Description
Date depot: 1 janvier 1900
Titre: Theory and practice of scalable machine learning algorithms
Directeur de thèse:
Pietro MICHIARDI (Eurecom)
Domaine scientifique: Sciences et technologies de l'information et de la communication
Thématique CNRS : Non defini
Resumé:
The amount of data created each second in our world is exploding. E-commerce, Internet security and
financial applications, billing and customer services – to name only a few examples – will continue to
fuel exponential growth of large pools of data that can be captured, communicated, aggregated, stored,
and analyzed. As companies and organizations go about their business and interact with individuals,
they are generating a tremendous amount of digital footprints, i.e., raw, unstructured data – for example
log files – that are created as a by-product of other activities.

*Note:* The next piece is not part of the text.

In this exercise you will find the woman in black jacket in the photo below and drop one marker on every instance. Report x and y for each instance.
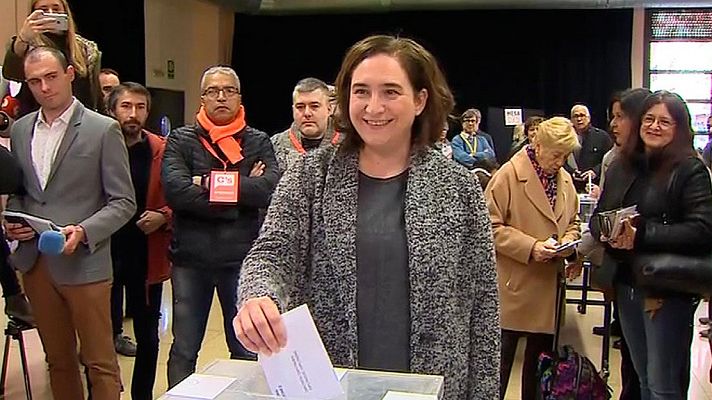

The use of these huge quantities of data is considered today as a key basis of competition and growth:
companies failing to develop their analysis capabilities will fail to understand and leverage the big
picture hidden in the data, and hence fall behind.

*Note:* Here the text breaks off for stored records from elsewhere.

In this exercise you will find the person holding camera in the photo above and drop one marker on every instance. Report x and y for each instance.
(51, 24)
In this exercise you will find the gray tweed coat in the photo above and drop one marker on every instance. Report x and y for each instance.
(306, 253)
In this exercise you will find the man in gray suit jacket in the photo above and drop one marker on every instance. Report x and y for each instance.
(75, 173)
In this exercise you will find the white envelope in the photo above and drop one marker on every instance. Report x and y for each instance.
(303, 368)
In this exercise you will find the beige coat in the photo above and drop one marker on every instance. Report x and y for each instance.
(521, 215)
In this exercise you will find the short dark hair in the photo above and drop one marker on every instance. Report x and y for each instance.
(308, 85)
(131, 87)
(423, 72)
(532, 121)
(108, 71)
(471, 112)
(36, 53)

The current state-of-the-art already offers a set of approaches to tackle such large-scale data processing
problems, like commercial databases (Oracle Big Data), public cloud services (Amazon Elastic
MapReduce) and open-source projects (Hadoop).
Nevertheless, designing scalable machine learning algorithms, that are able to discover compelling
knowledge from these huge amounts of data, remains a hard problem. The high complexity of above
mentioned execution frameworks, makes the design of such efficient algorithms complicated.
Moreover, the optimization of these algorithms requires to understand the cost of these algorithms,
which is also quite challenging. Finally, these systems make the implementation of even simple
algorithms intricated.
For example, implementations of even simple clustering algorithms that are largely used in many fields
are inefficient and do not make an appropriate use of the underlying system resources (see for example
the Mahout project).
Therefore, the goal of this Thesis will be to develop highly scalable, optimized and reusable machine
learning algorithms to process and interact with large amounts of data. The Thesis will not only focus
on algorithm design, but also on the understanding and modelisation of the cost and bottlenecks of
these algorithms. More generally, the Thesis should study the global purpose of these algorithms: does
processing more data leverage more valuable knowledge, and do complicated distributed algorithms
provide benefits compared to more simple algorithms?
Doctorant.e: Debatty Thibault